Bulk Update and Delete

Like their SQL counterparts, JP QL bulk UPDATE and DELETE statements are designed to make changes to large numbers of entities in a single operation without requiring the individual entities to be retrieved and modified using the entity manager. Unlike SQL, which operates on tables, JP QL UPDATE and DELETE statements must take the full range of mappings for the entity into account. These operations are challenging for vendors to implement correctly, and as a result, there are restrictions on the use of these operations that must be well understood by developers.

The full syntax for UPDATE and DELETE statements is described in Chapter 8. The following sections will describe how to use these operations effectively and the issues that may result when used incorrectly.

Using Bulk Update and Delete

Bulk update of entities is accomplished with the UPDATE statement. This statement operates on a single entity type and sets one or more single-valued properties of the entity (either a state field or a single-valued association) subject to the conditions in the WHERE clause. It can also be used on embedded state in one or more embeddable objects referenced by the entity. In terms of syntax, it is nearly identical to the SQL version with the exception of using entity expressions instead of tables and columns. Listing 7-19 demonstrates using a bulk UPDATE statement. Note that the use of the REQUIRES_NEW transaction attribute type is significant and will be discussed following the examples.
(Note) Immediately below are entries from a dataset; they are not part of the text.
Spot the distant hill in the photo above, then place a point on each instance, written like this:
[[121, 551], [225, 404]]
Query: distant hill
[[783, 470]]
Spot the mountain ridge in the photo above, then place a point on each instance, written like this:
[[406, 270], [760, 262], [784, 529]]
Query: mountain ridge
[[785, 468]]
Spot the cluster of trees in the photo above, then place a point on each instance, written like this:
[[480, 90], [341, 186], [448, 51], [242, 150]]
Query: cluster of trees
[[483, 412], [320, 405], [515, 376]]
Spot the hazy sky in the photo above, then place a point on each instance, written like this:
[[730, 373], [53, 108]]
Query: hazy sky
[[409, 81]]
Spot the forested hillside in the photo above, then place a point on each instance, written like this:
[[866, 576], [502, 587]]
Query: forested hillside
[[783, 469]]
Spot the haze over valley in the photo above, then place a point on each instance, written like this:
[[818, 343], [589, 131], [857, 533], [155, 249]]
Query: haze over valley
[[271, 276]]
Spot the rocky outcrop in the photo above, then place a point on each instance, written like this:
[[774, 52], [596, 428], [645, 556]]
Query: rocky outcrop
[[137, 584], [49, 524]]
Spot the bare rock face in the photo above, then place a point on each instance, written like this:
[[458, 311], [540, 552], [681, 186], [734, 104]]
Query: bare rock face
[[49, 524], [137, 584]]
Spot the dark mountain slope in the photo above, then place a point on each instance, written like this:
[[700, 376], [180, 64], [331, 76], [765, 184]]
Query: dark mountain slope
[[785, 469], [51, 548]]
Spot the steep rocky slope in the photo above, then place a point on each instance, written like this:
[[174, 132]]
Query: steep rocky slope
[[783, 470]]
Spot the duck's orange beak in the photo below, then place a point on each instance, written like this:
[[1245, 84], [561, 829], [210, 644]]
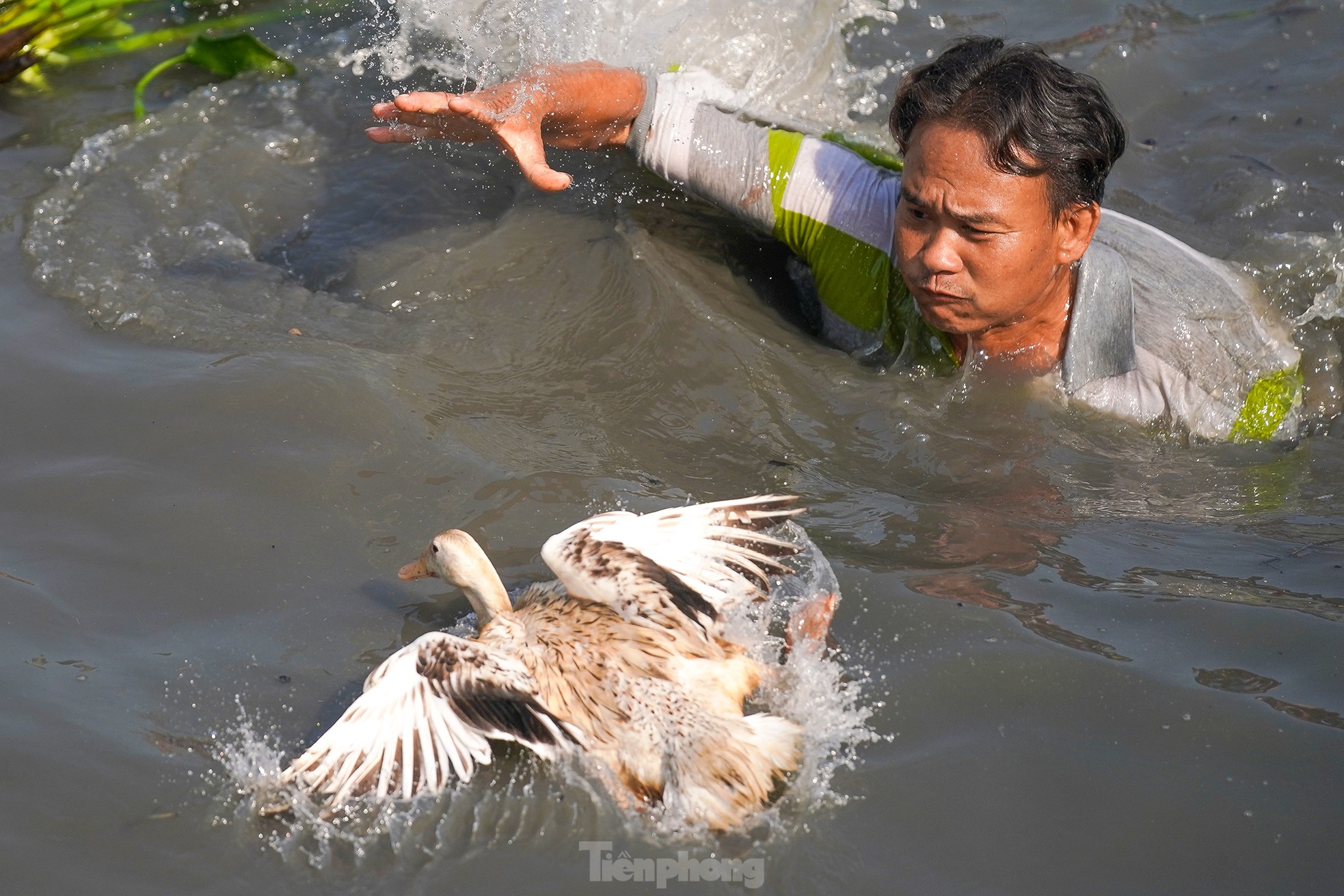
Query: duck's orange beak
[[414, 570]]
Listing 7-19.  Bulk Update of Entities

@Stateless
public class EmployeeService {
    @PersistenceContext(unitName="BulkQueries")
    EntityManager em;

    @TransactionAttribute(TransactionAttributeType.REQUIRES_NEW)
    public void assignManager(Department dept, Employee manager) {
         em.createQuery("UPDATE Employee e " +
                        "SET e.manager = ?1 " +
                        "WHERE e.department = ?2")
           .setParameter(1, manager)
           .setParameter(2, dept)
           .executeUpdate();
    }
}

Bulk removal of entities is accomplished with the DELETE statement. Again, the syntax is the same as the SQL version, except that the target in the FROM clause is an entity instead of a table, and the WHERE clause is composed of entity expressions instead of column expressions. Listing 7-20 demonstrates bulk removal of entities.
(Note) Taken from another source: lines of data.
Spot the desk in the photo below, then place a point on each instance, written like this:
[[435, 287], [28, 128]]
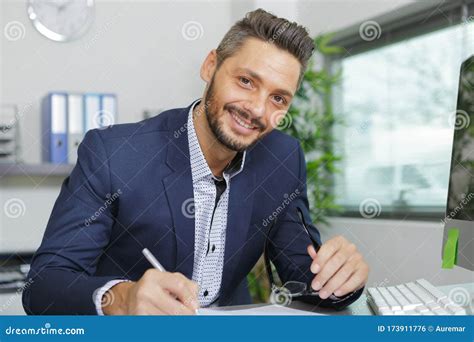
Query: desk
[[360, 307], [10, 303]]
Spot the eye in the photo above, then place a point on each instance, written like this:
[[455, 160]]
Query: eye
[[245, 81], [280, 99]]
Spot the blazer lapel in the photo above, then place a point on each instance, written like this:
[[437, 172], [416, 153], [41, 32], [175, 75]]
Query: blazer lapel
[[242, 188], [179, 192]]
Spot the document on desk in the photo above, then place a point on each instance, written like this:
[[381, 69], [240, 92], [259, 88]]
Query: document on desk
[[264, 310]]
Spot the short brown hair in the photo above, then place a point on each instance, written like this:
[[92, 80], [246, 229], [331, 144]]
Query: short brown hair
[[263, 25]]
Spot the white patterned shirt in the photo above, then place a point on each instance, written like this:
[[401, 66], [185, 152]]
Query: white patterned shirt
[[210, 221], [210, 217]]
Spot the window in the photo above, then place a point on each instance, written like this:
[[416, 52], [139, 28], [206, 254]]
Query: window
[[397, 102]]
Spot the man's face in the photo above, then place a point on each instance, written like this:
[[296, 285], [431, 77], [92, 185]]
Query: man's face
[[250, 93]]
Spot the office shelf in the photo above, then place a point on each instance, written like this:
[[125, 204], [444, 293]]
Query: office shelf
[[35, 170]]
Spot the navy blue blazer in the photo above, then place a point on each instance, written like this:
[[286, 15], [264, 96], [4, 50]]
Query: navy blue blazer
[[126, 192]]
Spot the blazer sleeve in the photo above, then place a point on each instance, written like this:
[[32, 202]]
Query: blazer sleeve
[[61, 279], [289, 242]]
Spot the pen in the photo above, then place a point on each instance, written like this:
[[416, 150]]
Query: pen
[[156, 264], [152, 260]]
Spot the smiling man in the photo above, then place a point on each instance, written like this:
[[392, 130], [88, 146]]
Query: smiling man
[[196, 186]]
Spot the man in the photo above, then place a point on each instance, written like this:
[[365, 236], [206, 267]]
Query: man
[[197, 186]]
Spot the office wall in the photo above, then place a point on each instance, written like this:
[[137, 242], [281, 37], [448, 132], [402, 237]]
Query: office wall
[[136, 49]]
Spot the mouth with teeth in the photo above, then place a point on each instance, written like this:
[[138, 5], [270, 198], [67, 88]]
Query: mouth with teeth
[[241, 125]]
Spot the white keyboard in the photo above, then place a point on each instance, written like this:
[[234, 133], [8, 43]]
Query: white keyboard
[[415, 298]]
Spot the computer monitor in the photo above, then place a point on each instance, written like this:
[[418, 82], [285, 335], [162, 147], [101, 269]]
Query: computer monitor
[[460, 204]]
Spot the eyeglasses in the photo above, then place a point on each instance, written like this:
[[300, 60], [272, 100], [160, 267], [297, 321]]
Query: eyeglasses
[[282, 295]]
Listing 7-20.  Bulk Removal of Entities

@Stateless
public class ProjectService {
    @PersistenceContext(unitName="BulkQueries")
    EntityManager em;

    @TransactionAttribute(TransactionAttributeType.REQUIRES_NEW)
    public void removeEmptyProjects() {
         em.createQuery("DELETE FROM Project p " +
                        "WHERE p.employees IS EMPTY")
           .executeUpdate();
    }
}

The first issue to consider when using these statements is that the persistence context is not updated to reflect the results of the operation. Bulk operations are issued as SQL against the database, bypassing the in-memory structures of the persistence context. Therefore, updating the salary of all the employees will not change the current values for any entities managed in memory as part of a persistence context. The developer can rely only on entities retrieved after the bulk operation completes.

When using transaction-scoped persistence contexts the bulk operation should either execute in a transaction all by itself or be the first operation in the transaction. Running the bulk operation in its own transaction is the preferred approach because it minimizes the chance of accidentally fetching data before the bulk change occurs. Executing the bulk operation and then working with entities after it completes is also safe because then any find() operation or query will go to the database to get current results. The examples in Listing 7-19 and Listing 7-20 used the REQUIRES_NEW transaction attribute to ensure that the bulk operations occurred within their own transactions.
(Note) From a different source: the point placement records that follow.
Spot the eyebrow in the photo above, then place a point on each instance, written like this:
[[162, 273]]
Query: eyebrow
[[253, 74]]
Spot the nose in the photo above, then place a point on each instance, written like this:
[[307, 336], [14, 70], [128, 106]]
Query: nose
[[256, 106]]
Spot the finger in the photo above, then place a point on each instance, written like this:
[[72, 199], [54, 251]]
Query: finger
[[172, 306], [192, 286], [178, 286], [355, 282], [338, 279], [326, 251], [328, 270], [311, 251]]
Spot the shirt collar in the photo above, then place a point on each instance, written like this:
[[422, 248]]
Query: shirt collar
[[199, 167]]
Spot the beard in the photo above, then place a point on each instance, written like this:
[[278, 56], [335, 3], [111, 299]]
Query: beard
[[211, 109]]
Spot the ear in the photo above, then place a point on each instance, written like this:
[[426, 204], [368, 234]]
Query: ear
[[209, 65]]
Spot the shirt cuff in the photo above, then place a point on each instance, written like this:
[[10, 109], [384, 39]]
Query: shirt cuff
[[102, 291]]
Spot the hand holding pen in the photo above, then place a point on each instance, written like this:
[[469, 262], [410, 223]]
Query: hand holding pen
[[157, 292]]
A typical strategy for persistence providers dealing with bulk operations is to invalidate any in-memory cache of data related to the target entity. This forces data to be fetched from the database the next time it is required. How much cached data gets invalidated depends on the sophistication of the persistence provider. If the provider can detect that the update impacts only a small range of entities, those specific entities may be invalidated, leaving other cached data in place. Such optimizations are limited, however, and if the provider cannot be sure of the scope of the change, the entire cache must be invalidated. This can have an impact on the performance of the application if bulk changes are a frequent occurrence.

image Caution  Native SQL update and delete operations should not be executed on tables mapped by an entity. The JP QL operations tell the provider what cached entity state must be invalidated in order to remain consistent with the database. Native SQL operations bypass such checks and can quickly lead to situations where the in-memory cache is out of date with respect to the database.

The danger present in bulk operations and the reason they must occur first in a transaction is that any entity actively managed by a persistence context will remain that way, oblivious to the actual changes occurring at the database level. The active persistence context is separate and distinct from any data cache that the provider may use for optimizations. Consider the following sequence of operations:

  1. A new transaction starts.
  2. Entity A is created by calling persist() to make the entity managed.
  3. Entity B is retrieved from a find() operation and modified.
  4. A bulk remove deletes entity A.
  5. A bulk update changes the same properties on entity B that were modified in step 3.
  6. The transaction commits.

What should happen to entities A and B in this sequence? (Before you answer, recall that bulk operations translate directly to SQL and bypass the persistence context!) In the case of entity A, the provider has to assume that the persistence context is correct and so will still attempt to insert the new entity even though it should have been removed. In the case of entity B, again the provider has to assume that the managed version is the correct version and will attempt to update the version in the database, undoing the bulk update change.

This brings us to the issue of extended persistence contexts. Bulk operations and extended persistence contexts are a particularly dangerous combination because the persistence context survives across transaction boundaries, but the provider will never refresh the persistence context to reflect the changed state of the database after a bulk operation has completed. When the extended persistence context is next associated with a transaction, it will attempt to synchronize its current state with the database. Because the managed entities in the persistence context are now out of date with respect to the database, any changes made since the bulk operation could result in incorrect results being stored. In this situation, the only option is to refresh the entity state or ensure that the data is versioned in such a way that the incorrect change can be detected. Locking strategies and refreshing of entity state are discussed in Chapter 12.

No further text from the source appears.